A novel technique of reducing nanotube clustering for enhanced hydrogen evolution: Two-fold precursor mixing and P-doping synergy of carbon nitride nanotubes

This study proposes a novel two-fold precursor mixing and phosphorus (P) doping synergistical technique of synthesizing g-C₃N₄ nanotubes with enhanced hydrogen evolution via nanotube clustering reduction. The structural, morphological, and photocatalytic properties of nanotubes produced using this technique is investigated. Through a comprehensive analysis of morphology using scanning electron microscope (SEM) and transmission electron microscope (TEM), we demonstrate that the synergistical effect of two-fold precursor mixing and P doping effectively reduces nanotube clustering, resulting in distinct, elongated nanotubes with a homogenous distribution of P (P-C₃N₄-NT).
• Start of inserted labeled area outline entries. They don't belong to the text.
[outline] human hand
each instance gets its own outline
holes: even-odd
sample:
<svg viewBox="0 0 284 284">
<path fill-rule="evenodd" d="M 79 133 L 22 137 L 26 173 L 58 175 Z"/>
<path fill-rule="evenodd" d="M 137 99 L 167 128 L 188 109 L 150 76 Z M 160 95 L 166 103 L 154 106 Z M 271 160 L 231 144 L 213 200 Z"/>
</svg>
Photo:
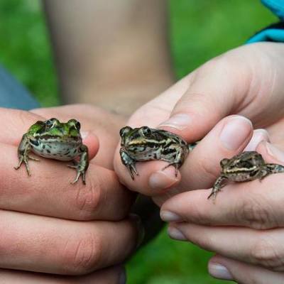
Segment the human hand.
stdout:
<svg viewBox="0 0 284 284">
<path fill-rule="evenodd" d="M 59 108 L 61 115 L 58 116 L 56 109 L 50 112 L 48 109 L 34 112 L 43 111 L 48 118 L 56 116 L 62 120 L 77 119 L 82 124 L 84 143 L 92 159 L 99 148 L 94 133 L 97 133 L 97 128 L 100 129 L 98 125 L 102 122 L 94 122 L 90 116 L 88 118 L 87 110 L 81 119 L 80 107 Z M 67 114 L 68 111 L 71 115 Z M 110 165 L 112 157 L 106 155 L 109 161 L 90 161 L 86 185 L 80 181 L 70 185 L 75 173 L 64 163 L 49 159 L 42 158 L 36 163 L 36 162 L 30 162 L 32 176 L 28 177 L 24 167 L 18 171 L 13 169 L 17 163 L 17 146 L 28 128 L 46 117 L 6 109 L 0 109 L 0 117 L 5 121 L 0 126 L 3 163 L 0 179 L 0 267 L 67 275 L 98 271 L 97 273 L 90 274 L 90 278 L 86 276 L 86 279 L 99 279 L 105 271 L 111 273 L 109 278 L 106 277 L 106 283 L 110 283 L 107 279 L 118 279 L 122 268 L 111 266 L 123 262 L 135 249 L 140 225 L 136 217 L 127 217 L 133 200 L 131 192 L 118 182 L 113 170 L 99 165 Z M 84 134 L 86 131 L 89 131 Z M 110 128 L 108 131 L 111 131 Z M 117 143 L 107 142 L 107 145 Z M 114 148 L 107 150 L 111 153 Z M 1 273 L 11 274 L 5 271 Z M 23 273 L 28 279 L 32 275 Z M 40 274 L 33 275 L 43 277 Z"/>
<path fill-rule="evenodd" d="M 256 151 L 267 163 L 284 163 L 284 153 L 268 142 Z M 216 204 L 207 200 L 208 190 L 178 195 L 161 207 L 170 222 L 170 236 L 189 240 L 218 256 L 209 263 L 210 273 L 241 283 L 284 281 L 283 174 L 271 175 L 261 182 L 231 182 Z"/>
<path fill-rule="evenodd" d="M 187 142 L 204 138 L 177 178 L 173 167 L 160 170 L 165 162 L 151 161 L 137 163 L 140 175 L 133 181 L 116 152 L 114 165 L 120 180 L 153 196 L 158 204 L 178 192 L 211 187 L 220 160 L 242 151 L 253 135 L 248 120 L 230 114 L 246 116 L 254 128 L 266 127 L 277 143 L 283 138 L 283 131 L 277 131 L 284 114 L 283 55 L 282 44 L 242 46 L 209 60 L 139 109 L 128 123 L 131 126 L 159 126 Z M 258 141 L 254 137 L 251 146 L 266 136 L 258 131 Z"/>
</svg>

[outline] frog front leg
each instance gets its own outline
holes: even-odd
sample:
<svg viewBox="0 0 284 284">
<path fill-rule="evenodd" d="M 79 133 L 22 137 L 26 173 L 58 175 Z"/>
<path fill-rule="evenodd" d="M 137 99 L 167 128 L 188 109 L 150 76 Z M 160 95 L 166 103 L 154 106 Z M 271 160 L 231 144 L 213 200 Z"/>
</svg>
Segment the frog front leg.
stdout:
<svg viewBox="0 0 284 284">
<path fill-rule="evenodd" d="M 217 193 L 221 190 L 221 188 L 225 185 L 223 182 L 226 180 L 227 180 L 227 178 L 223 175 L 220 175 L 214 183 L 212 190 L 207 197 L 207 199 L 209 200 L 212 197 L 213 203 L 215 203 L 216 196 L 217 195 Z"/>
<path fill-rule="evenodd" d="M 28 175 L 31 175 L 30 168 L 28 167 L 28 160 L 33 160 L 38 161 L 38 159 L 36 159 L 33 157 L 30 157 L 28 155 L 31 151 L 31 144 L 30 144 L 30 138 L 28 133 L 23 134 L 22 137 L 22 140 L 21 141 L 20 145 L 18 147 L 18 164 L 16 167 L 14 167 L 15 170 L 18 170 L 22 163 L 23 162 L 26 165 L 26 168 L 28 172 Z"/>
<path fill-rule="evenodd" d="M 74 160 L 75 165 L 67 165 L 69 168 L 76 169 L 77 175 L 75 179 L 71 182 L 72 185 L 77 182 L 80 176 L 82 175 L 84 185 L 86 184 L 86 171 L 89 167 L 89 151 L 88 148 L 82 144 L 79 148 L 80 160 L 79 162 Z"/>
<path fill-rule="evenodd" d="M 122 148 L 119 151 L 122 163 L 129 169 L 132 180 L 134 180 L 134 174 L 139 175 L 135 166 L 135 160 Z"/>
</svg>

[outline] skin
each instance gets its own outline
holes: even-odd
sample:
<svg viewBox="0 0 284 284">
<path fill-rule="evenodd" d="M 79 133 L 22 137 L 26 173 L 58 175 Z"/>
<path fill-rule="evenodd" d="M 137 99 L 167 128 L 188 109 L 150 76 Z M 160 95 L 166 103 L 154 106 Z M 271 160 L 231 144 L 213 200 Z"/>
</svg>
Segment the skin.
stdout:
<svg viewBox="0 0 284 284">
<path fill-rule="evenodd" d="M 230 258 L 240 263 L 239 270 L 234 270 L 234 277 L 238 280 L 236 274 L 244 275 L 242 283 L 253 283 L 253 278 L 248 276 L 251 271 L 255 276 L 256 271 L 266 275 L 269 283 L 280 283 L 276 282 L 279 275 L 282 282 L 284 279 L 284 274 L 274 272 L 282 269 L 280 261 L 284 234 L 279 220 L 283 219 L 283 175 L 272 175 L 261 184 L 255 180 L 229 185 L 219 194 L 220 200 L 215 205 L 207 200 L 209 192 L 204 189 L 212 187 L 219 175 L 219 161 L 246 147 L 249 151 L 256 148 L 268 163 L 283 163 L 280 151 L 284 149 L 283 58 L 284 47 L 278 43 L 251 44 L 231 50 L 207 62 L 131 116 L 128 122 L 131 126 L 162 124 L 159 127 L 180 135 L 187 142 L 204 137 L 181 167 L 181 182 L 180 175 L 175 179 L 173 168 L 162 175 L 160 169 L 164 163 L 155 161 L 138 165 L 140 179 L 133 182 L 121 164 L 118 153 L 114 160 L 120 180 L 133 191 L 152 196 L 158 204 L 178 195 L 163 204 L 162 218 L 167 222 L 176 221 L 173 215 L 167 217 L 165 211 L 181 214 L 187 222 L 173 223 L 170 227 L 178 226 L 186 239 L 223 256 L 219 261 L 222 259 L 225 263 L 226 259 Z M 266 129 L 273 144 L 258 148 L 261 140 L 268 140 L 266 131 L 253 132 L 248 120 L 232 114 L 248 117 L 256 129 Z M 180 116 L 180 124 L 178 120 L 168 121 L 175 115 Z M 275 146 L 280 150 L 273 148 Z M 268 148 L 269 152 L 266 150 Z M 271 149 L 278 158 L 271 155 Z M 195 189 L 202 190 L 189 191 Z M 268 194 L 274 192 L 273 190 L 277 192 Z M 187 192 L 181 193 L 184 191 Z M 217 226 L 220 219 L 224 226 Z M 267 230 L 271 224 L 276 235 Z M 230 226 L 232 224 L 236 226 Z M 243 236 L 238 239 L 237 246 L 236 239 L 231 236 Z M 261 253 L 263 250 L 259 248 L 266 249 Z M 227 269 L 231 267 L 228 265 Z"/>
<path fill-rule="evenodd" d="M 102 121 L 99 122 L 94 116 L 95 108 L 89 112 L 85 107 L 83 112 L 82 108 L 68 106 L 33 112 L 0 109 L 1 119 L 10 126 L 9 129 L 6 124 L 0 126 L 3 163 L 0 179 L 0 267 L 6 269 L 0 271 L 1 279 L 16 283 L 17 279 L 23 278 L 26 282 L 21 283 L 36 283 L 37 279 L 46 283 L 54 283 L 52 280 L 56 279 L 58 283 L 88 283 L 98 279 L 102 283 L 116 283 L 124 271 L 121 266 L 113 266 L 129 257 L 137 245 L 141 224 L 137 217 L 129 217 L 133 195 L 119 185 L 113 170 L 102 165 L 111 164 L 109 160 L 106 161 L 112 158 L 111 148 L 104 160 L 99 157 L 97 160 L 91 160 L 86 185 L 81 182 L 70 185 L 68 180 L 74 173 L 70 173 L 64 163 L 53 160 L 43 159 L 38 163 L 31 161 L 31 168 L 36 167 L 38 170 L 30 178 L 24 168 L 11 170 L 17 162 L 16 148 L 23 129 L 37 120 L 45 119 L 45 114 L 51 117 L 58 112 L 60 113 L 57 116 L 60 120 L 67 120 L 69 114 L 72 114 L 81 122 L 82 133 L 88 132 L 83 143 L 88 146 L 92 159 L 98 151 L 106 120 L 101 113 Z M 116 119 L 111 122 L 110 116 L 109 133 L 117 131 L 115 127 L 120 127 L 119 118 L 114 116 Z M 97 129 L 98 136 L 91 129 Z M 115 144 L 117 141 L 109 143 Z M 47 173 L 53 178 L 47 178 Z M 58 182 L 60 178 L 66 179 L 66 182 Z M 117 236 L 116 242 L 113 241 L 114 235 Z M 78 276 L 49 277 L 39 272 Z M 88 276 L 80 276 L 89 273 Z"/>
<path fill-rule="evenodd" d="M 109 3 L 111 5 L 109 5 Z M 60 171 L 55 170 L 59 169 L 56 167 L 59 166 L 60 163 L 58 164 L 58 163 L 53 163 L 48 161 L 40 163 L 38 165 L 31 163 L 32 169 L 34 168 L 33 167 L 38 167 L 38 170 L 41 169 L 43 173 L 41 180 L 33 180 L 32 184 L 33 187 L 31 187 L 35 189 L 33 193 L 38 190 L 36 188 L 36 185 L 39 184 L 40 188 L 46 187 L 46 191 L 40 192 L 45 192 L 43 194 L 43 197 L 40 195 L 37 196 L 36 199 L 41 200 L 40 207 L 43 211 L 38 211 L 39 208 L 34 208 L 33 207 L 36 204 L 32 204 L 31 200 L 26 201 L 27 204 L 21 205 L 17 210 L 25 212 L 31 207 L 31 210 L 28 210 L 33 214 L 55 214 L 58 221 L 62 218 L 113 221 L 114 219 L 121 219 L 127 216 L 133 200 L 133 195 L 129 192 L 126 193 L 124 189 L 121 190 L 123 187 L 118 184 L 118 179 L 113 171 L 113 156 L 116 146 L 119 142 L 117 135 L 119 129 L 125 125 L 126 117 L 129 114 L 153 98 L 156 94 L 159 94 L 174 82 L 170 49 L 168 45 L 166 3 L 163 0 L 155 1 L 155 3 L 147 0 L 141 5 L 139 0 L 126 0 L 114 4 L 113 1 L 104 0 L 95 1 L 85 0 L 84 5 L 81 3 L 79 5 L 78 1 L 75 0 L 43 1 L 58 74 L 59 93 L 62 97 L 62 100 L 65 104 L 87 103 L 89 106 L 84 105 L 82 107 L 76 106 L 75 108 L 67 106 L 58 109 L 41 109 L 33 112 L 45 118 L 55 116 L 64 121 L 70 116 L 74 117 L 74 114 L 76 114 L 77 118 L 84 125 L 85 129 L 90 130 L 92 133 L 95 133 L 98 136 L 99 143 L 104 147 L 100 148 L 95 158 L 90 161 L 90 167 L 88 169 L 89 173 L 87 174 L 87 178 L 88 179 L 91 175 L 94 177 L 95 180 L 92 180 L 90 185 L 92 185 L 96 190 L 102 188 L 102 195 L 100 196 L 103 198 L 97 201 L 97 195 L 93 194 L 97 192 L 94 190 L 91 190 L 92 189 L 89 188 L 84 192 L 75 191 L 74 189 L 68 190 L 69 187 L 63 188 L 63 185 L 59 185 L 58 182 L 50 185 L 55 187 L 54 191 L 50 190 L 48 194 L 48 180 L 45 180 L 46 177 L 43 177 L 43 173 L 53 168 L 54 165 L 53 174 L 55 177 L 56 175 L 59 176 Z M 72 23 L 71 26 L 70 25 L 70 18 Z M 104 28 L 102 29 L 102 27 Z M 144 44 L 146 42 L 148 43 L 147 45 Z M 131 52 L 129 52 L 129 48 Z M 148 60 L 145 60 L 146 57 L 148 58 Z M 102 106 L 110 112 L 98 107 L 93 108 L 89 104 Z M 114 115 L 113 113 L 118 113 L 119 115 Z M 23 129 L 27 129 L 32 123 L 35 122 L 35 120 L 33 118 L 26 119 L 26 115 L 22 113 L 15 114 L 9 111 L 7 115 L 13 118 L 14 122 L 12 125 L 18 126 L 18 127 L 14 129 L 13 133 L 8 129 L 5 131 L 2 129 L 2 138 L 5 141 L 5 143 L 11 144 L 13 147 L 16 147 L 19 141 L 14 134 L 20 135 Z M 23 121 L 25 123 L 22 125 L 21 122 Z M 95 138 L 92 135 L 87 136 L 84 139 L 90 152 L 92 151 L 92 153 L 90 153 L 91 158 L 94 155 L 94 152 L 97 151 L 99 146 L 96 140 L 93 146 L 95 151 L 92 150 L 94 139 Z M 88 143 L 88 141 L 90 143 Z M 13 151 L 10 153 L 11 155 L 14 154 Z M 8 155 L 6 155 L 6 157 L 8 160 Z M 90 168 L 94 169 L 96 174 L 93 175 Z M 5 169 L 8 170 L 8 167 Z M 68 175 L 71 174 L 67 173 L 67 170 L 65 170 L 66 172 L 61 173 L 61 175 L 66 173 L 66 179 L 68 177 L 70 178 L 71 176 Z M 3 174 L 6 173 L 6 170 L 3 171 Z M 33 175 L 36 175 L 36 173 Z M 8 175 L 5 175 L 5 178 L 11 180 L 13 177 Z M 19 183 L 23 182 L 21 184 L 24 185 L 23 187 L 25 187 L 25 188 L 22 189 L 23 191 L 29 188 L 31 185 L 27 183 L 27 180 L 24 178 L 26 178 L 26 176 L 17 177 Z M 36 178 L 38 178 L 38 176 Z M 16 187 L 16 185 L 14 186 Z M 11 187 L 11 185 L 9 187 Z M 52 208 L 54 206 L 55 196 L 58 195 L 58 187 L 62 187 L 60 190 L 66 192 L 66 195 L 62 195 L 63 199 L 58 200 L 60 204 L 58 204 L 57 211 Z M 0 186 L 1 188 L 2 188 L 1 186 Z M 88 194 L 84 195 L 84 192 L 88 192 Z M 25 196 L 26 196 L 26 191 Z M 49 197 L 45 198 L 47 196 L 53 197 L 49 200 Z M 36 197 L 34 196 L 34 197 Z M 45 202 L 43 202 L 42 200 L 45 198 Z M 87 200 L 84 202 L 86 198 Z M 74 203 L 76 203 L 77 199 L 79 200 L 78 202 L 82 206 L 84 204 L 86 207 L 82 213 L 80 213 L 80 209 L 74 209 Z M 50 201 L 50 203 L 48 200 Z M 109 200 L 108 202 L 106 202 L 106 200 Z M 148 199 L 141 199 L 141 200 L 143 205 L 140 208 L 136 208 L 136 212 L 143 213 L 144 224 L 153 226 L 151 226 L 152 217 L 157 219 L 158 212 L 154 212 L 155 214 L 153 214 L 153 211 L 150 209 L 150 206 L 153 207 L 153 202 L 149 204 Z M 145 206 L 144 204 L 146 204 Z M 120 204 L 119 209 L 117 209 L 118 204 Z M 97 209 L 94 209 L 94 207 Z M 149 210 L 143 211 L 144 208 Z M 43 220 L 40 222 L 45 224 Z M 133 223 L 127 220 L 126 222 L 126 224 Z M 134 222 L 134 223 L 137 222 Z M 116 224 L 119 224 L 119 223 Z M 121 228 L 121 231 L 124 232 L 122 235 L 119 230 L 110 231 L 109 229 L 106 229 L 108 226 L 106 226 L 102 235 L 106 237 L 102 239 L 105 239 L 107 242 L 107 240 L 109 240 L 107 237 L 109 234 L 110 235 L 114 234 L 121 235 L 121 238 L 127 239 L 126 234 L 129 234 L 128 248 L 131 249 L 131 248 L 135 247 L 136 231 L 132 229 L 124 229 L 120 226 L 119 227 Z M 80 231 L 80 228 L 77 226 L 77 228 Z M 28 229 L 31 234 L 34 229 L 33 226 L 29 226 L 27 230 Z M 155 225 L 155 228 L 146 231 L 151 234 L 148 237 L 146 236 L 146 239 L 153 236 L 158 229 L 159 226 Z M 10 231 L 11 235 L 13 233 L 13 230 Z M 56 234 L 50 236 L 54 239 L 59 236 Z M 80 236 L 82 235 L 78 236 Z M 23 239 L 27 242 L 28 239 L 28 238 Z M 23 241 L 22 243 L 23 246 Z M 121 243 L 121 248 L 126 246 L 124 243 Z M 45 252 L 45 246 L 46 244 L 43 243 L 43 253 Z M 120 245 L 117 244 L 117 246 Z M 19 250 L 21 248 L 19 246 Z M 109 255 L 109 253 L 105 253 L 104 249 L 99 251 L 106 256 Z M 31 254 L 33 254 L 32 251 L 35 252 L 35 251 L 31 251 Z M 127 251 L 121 254 L 119 253 L 119 249 L 115 249 L 114 252 L 117 254 L 117 257 L 120 253 L 119 257 L 121 260 L 124 258 L 121 263 L 124 260 L 125 255 L 129 254 Z M 36 270 L 38 261 L 34 261 L 33 258 L 31 259 L 29 270 Z M 113 262 L 112 258 L 110 257 L 109 259 L 109 265 L 111 265 Z M 33 265 L 34 268 L 32 267 Z M 46 270 L 48 269 L 49 267 L 47 266 Z M 93 269 L 97 268 L 94 267 Z M 119 268 L 119 271 L 121 271 L 121 268 Z M 119 279 L 119 273 L 111 271 L 113 271 L 111 268 L 101 271 L 99 278 L 95 278 L 96 273 L 94 273 L 94 275 L 92 276 L 94 278 L 89 279 L 94 280 L 95 283 L 103 284 L 124 283 L 123 280 Z M 112 278 L 109 276 L 110 273 Z M 10 271 L 8 273 L 11 275 L 11 277 L 14 274 L 11 282 L 16 283 L 18 278 L 18 281 L 23 283 L 21 282 L 22 274 L 14 271 Z M 4 273 L 4 271 L 0 272 L 0 276 L 4 281 L 6 280 L 6 282 L 9 282 L 11 280 L 8 278 L 8 274 Z M 25 280 L 28 283 L 32 281 L 36 282 L 36 277 L 38 277 L 38 275 L 27 273 L 25 274 Z M 46 279 L 48 278 L 47 275 L 44 277 Z M 54 278 L 55 276 L 50 277 L 50 282 L 54 283 Z M 76 281 L 77 279 L 79 283 L 84 283 L 81 282 L 80 280 L 81 278 L 76 278 L 73 280 Z M 66 280 L 60 278 L 58 280 L 58 283 L 66 283 L 66 281 L 71 283 L 71 278 L 68 278 Z M 92 281 L 86 280 L 86 282 Z"/>
<path fill-rule="evenodd" d="M 64 103 L 129 116 L 173 83 L 165 1 L 43 4 Z"/>
</svg>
X-ray diffraction (XRD) analyses reveal lattice expansion and shifts in diffraction peaks due to P incorporation. Despite a 26 % reduction in specific surface area (132 m² g⁻¹ for P-C₃N₄-NT vs. 178 m² g⁻¹ for undoped C₃N₄-NT), P-C₃N₄-NT demonstrated superior optical properties with higher absorbance and a narrower band gap (2.88 eV vs. 2.99 eV). A shift in the valence band (0.54 eV) was also observed. P-C₃N₄-NT outperformed C₃N₄-NT with a 67 % increase in H₂ evolution rate (∼1234 µmol h⁻¹ g⁻¹) attributed to improved surface dispersion and reduced clustering. The apparent quantum efficiency (AQE) at 420 nm for P-C₃N₄-NT was ∼1.4 %, which is approximately 2- and 9-fold increase compared to C₃N₄-NT and pristine C₃N₄-P, respectively. X-ray photoelectron spectroscopy (XPS) and nuclear magnetic resonance (NMR) analyses confirm the formation of P–N coordination bonds and P–O species, influencing the chemical composition and surface reactivity of the nanotubes. This work underscores the pivotal role of combining two-fold precursor mixing with P doping in boosting the photocatalytic properties of carbon nitride nanotubes via nanotube clustering reduction by modulating surface chemistry, morphology, and electronic structure, leading to significant improvements in hydrogen production efficiency.